​Mergers & acquisitions

Many mergers and acquisitions fail to deliver the value expected of them. Proper planning, including a rigorous integration plan, is necessary for a successful transaction.

Mergers and acquisition (M&A) strategy has been scrutinized in recent years after many transactions failed to add shareholder value, with poor integration planning being cited as one of the principal causes of failure.

M&As can be a growth accelerator, but they require rigorous integration planning by management and the board. Strategic decisions about M&A transactions inherently involve risk. Boards should be engaged before, during and after the transaction and other important events. Active oversight of the process can help confirm that shareholder value is kept at the forefront through a clear and efficient assessment of the transaction's goals, risks and results.

Boards need to understand all aspects and stages of a significant M&A deal to facilitate the transaction's financial goals and help the organization better manage the risks associated with deal planning, analysis and execution.

An M&A transaction's success is largely measured by whether the ultimate value captured from the deal mirrors or exceeds the value envisioned at the beginning of the process. The purpose of due diligence is to mitigate overall transaction risk through identifying, quantifying and substantiating drivers and value inhibitors. It is also important to recognize the differences, if any, between these and the basis of the anticipated deal value at the beginning of the process.
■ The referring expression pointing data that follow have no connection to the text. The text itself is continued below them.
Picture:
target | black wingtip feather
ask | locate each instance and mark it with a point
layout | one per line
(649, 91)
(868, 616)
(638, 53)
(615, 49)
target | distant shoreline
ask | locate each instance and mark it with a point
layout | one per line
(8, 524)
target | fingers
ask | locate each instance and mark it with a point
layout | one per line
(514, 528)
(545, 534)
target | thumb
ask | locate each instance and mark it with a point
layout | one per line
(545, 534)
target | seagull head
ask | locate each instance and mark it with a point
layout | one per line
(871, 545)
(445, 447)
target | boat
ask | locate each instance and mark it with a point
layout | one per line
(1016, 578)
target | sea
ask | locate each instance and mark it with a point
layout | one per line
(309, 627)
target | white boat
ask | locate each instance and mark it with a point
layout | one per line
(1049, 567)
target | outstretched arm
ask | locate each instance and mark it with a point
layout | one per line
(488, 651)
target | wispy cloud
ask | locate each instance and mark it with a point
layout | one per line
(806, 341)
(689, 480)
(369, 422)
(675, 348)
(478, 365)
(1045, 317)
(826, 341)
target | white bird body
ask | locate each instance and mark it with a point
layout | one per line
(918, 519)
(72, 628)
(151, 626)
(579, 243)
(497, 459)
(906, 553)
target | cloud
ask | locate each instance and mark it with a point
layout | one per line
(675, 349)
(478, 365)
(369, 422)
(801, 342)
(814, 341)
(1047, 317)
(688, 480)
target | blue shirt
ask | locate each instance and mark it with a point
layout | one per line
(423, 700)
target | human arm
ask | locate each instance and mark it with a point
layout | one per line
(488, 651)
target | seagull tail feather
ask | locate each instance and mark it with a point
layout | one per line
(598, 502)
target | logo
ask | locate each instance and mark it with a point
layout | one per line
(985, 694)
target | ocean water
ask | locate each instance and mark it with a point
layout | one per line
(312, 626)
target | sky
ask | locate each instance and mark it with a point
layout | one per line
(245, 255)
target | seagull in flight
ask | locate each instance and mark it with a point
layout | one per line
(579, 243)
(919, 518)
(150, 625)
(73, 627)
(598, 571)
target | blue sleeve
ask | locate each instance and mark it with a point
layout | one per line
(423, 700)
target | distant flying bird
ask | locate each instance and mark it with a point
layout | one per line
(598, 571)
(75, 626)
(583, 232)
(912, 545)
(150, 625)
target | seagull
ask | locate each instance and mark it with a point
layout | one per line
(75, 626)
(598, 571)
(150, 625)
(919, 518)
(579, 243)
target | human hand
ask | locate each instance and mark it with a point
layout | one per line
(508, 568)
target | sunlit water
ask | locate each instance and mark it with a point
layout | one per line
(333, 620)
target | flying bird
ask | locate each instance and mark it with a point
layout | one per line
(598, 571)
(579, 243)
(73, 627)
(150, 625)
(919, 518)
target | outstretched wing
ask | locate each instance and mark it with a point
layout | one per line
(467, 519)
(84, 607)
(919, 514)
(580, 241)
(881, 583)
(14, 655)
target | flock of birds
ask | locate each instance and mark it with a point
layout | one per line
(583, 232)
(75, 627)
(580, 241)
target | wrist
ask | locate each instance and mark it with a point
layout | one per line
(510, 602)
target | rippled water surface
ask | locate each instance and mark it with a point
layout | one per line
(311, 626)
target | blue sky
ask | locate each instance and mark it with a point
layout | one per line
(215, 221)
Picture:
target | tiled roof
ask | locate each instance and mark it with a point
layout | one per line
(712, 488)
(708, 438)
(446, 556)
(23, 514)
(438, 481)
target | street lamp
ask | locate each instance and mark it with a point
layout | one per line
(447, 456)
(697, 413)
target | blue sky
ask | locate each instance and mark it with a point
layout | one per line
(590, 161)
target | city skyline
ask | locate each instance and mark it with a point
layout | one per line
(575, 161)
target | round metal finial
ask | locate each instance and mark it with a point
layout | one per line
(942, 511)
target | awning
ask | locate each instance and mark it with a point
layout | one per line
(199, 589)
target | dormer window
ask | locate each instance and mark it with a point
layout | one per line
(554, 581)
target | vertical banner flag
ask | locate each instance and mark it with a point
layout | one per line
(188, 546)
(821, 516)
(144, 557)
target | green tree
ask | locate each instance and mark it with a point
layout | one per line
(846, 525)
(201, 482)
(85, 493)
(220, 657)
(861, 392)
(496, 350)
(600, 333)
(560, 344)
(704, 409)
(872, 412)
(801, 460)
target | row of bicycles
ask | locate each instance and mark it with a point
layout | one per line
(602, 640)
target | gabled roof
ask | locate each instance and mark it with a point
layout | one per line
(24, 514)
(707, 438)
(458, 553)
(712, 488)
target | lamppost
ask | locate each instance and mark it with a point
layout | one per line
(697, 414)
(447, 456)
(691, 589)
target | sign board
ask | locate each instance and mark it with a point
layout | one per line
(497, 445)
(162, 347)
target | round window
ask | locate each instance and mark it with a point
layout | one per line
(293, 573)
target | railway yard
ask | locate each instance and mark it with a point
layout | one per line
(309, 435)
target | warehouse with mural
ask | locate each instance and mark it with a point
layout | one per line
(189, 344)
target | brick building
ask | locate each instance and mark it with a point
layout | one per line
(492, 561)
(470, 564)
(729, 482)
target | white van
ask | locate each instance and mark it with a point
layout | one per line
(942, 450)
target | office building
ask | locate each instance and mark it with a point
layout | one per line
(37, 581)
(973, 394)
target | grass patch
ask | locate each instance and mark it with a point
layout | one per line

It is particularly important to assess the target organization's existing internal controls and financial reporting. The board should assess potential areas of risk and how the new entity will perform related activities. At the conclusion of an M&A transaction – particularly one involving a significant acquisition – the board should consider whether changes to overall risk management processes are needed due to an increase in the organization's size or changes to its structure.

Post-merger integration is a critical stage of any merger or acquisition, where synergies are captured or lost and value can be realized or squandered. Boards should consider post-acquisition reviews not just of risks, but also relevant integration milestones and return-on-investment analysis to evaluate the reliability of initial acquisition assumptions.